Pop Culture

The Brands, They Are A-Postin’

Playwright Jeremy O. Harris called out Barbie. This was on Monday, as protests marched across the country, and every brand on earth had apparently touched the base with a show of solidarity on social media. Even the Instagram account for the Bratz—the sexualized dolls that were diverse from the get and ate Barbie’s lunch for a while there back in the early aughts—had already quoted Archbishop Desmond Tutu in a post of its own. And then there was Barbie, in the most recent post from @barbiestyle, a popular subfeed, perched atop a credenza with her signature blonde bangs, seemingly unaware the world was on fire.

“While the @Bratz ladies were at the front lines of the uprising @Barbie was sitting comfortably in her mid century modern Malibu compound attempting to influence. I let her know that this is not ok with me,” Harris wrote on Twitter, posting a screenshot of his comment on the photo, which read, “Silence is violence!”

The tweet is surreal and devastating to the point of hilarity, and then back to devastating again.
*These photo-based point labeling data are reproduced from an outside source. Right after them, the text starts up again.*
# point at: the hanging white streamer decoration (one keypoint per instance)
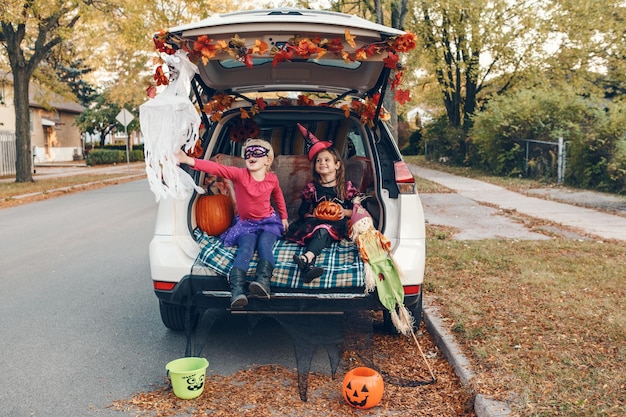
(168, 122)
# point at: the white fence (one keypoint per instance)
(7, 153)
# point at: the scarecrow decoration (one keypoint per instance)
(168, 122)
(381, 271)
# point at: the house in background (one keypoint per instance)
(53, 133)
(54, 136)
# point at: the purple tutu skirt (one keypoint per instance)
(271, 224)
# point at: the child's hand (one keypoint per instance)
(182, 158)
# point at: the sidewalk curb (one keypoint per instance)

The doll wars may seem trivial, but the toys are a familiar plot point in the history of this country’s ongoing civil rights struggle. And Barbie, despite fledgling efforts to diversify, has remained a symbol of whiteness. Harris pointed out that the main feed had offered some words on the subject, and thanks in part to him, Barbie Style, Barbie’s “influencer” feed, eventually posted its support of the movement as well. Anyway, that’s just one example to pick from many.

Ads that tackle social unrest are nothing new. Budweiser co-opted 9/11. In 1971, the same year the New York Times published the Pentagon Papers, Coke wanted to buy the world a Coke. But something tricky has happened in the past decade or so, as those kinds of appeals, once reserved for mass audiences, have found the customer in the intimate confines of their own phone, nestled alongside emails and texts from loved ones, Instagram posts from faraway friends, and the oft-brutal news of the day. It’s less expensive than ever to communicate with the customer with more frequency, in the customer’s moments of quiet and their moments of rage.

In the past week, as protests have roiled American cities in the wake of a Minneapolis police officer’s killing of George Floyd, brands have felt compelled to post. Here’s a random sampling from my feeds. The fitness-studio chain Pure Barre sent a note to its “New York Family,” saying that black lives matter and that it would be posting a black image to its Instagram. Whoever wrote it did not include a note about even a donation. After L’Oréal Paris declared, “Speaking out is worth it,” British model Munroe Bergdorf pointed out that the brand had dropped her, a black transgender woman, from an ad campaign after she spoke out against systemic white privilege following Charlottesville. Virgil Abloh had himself a Monday.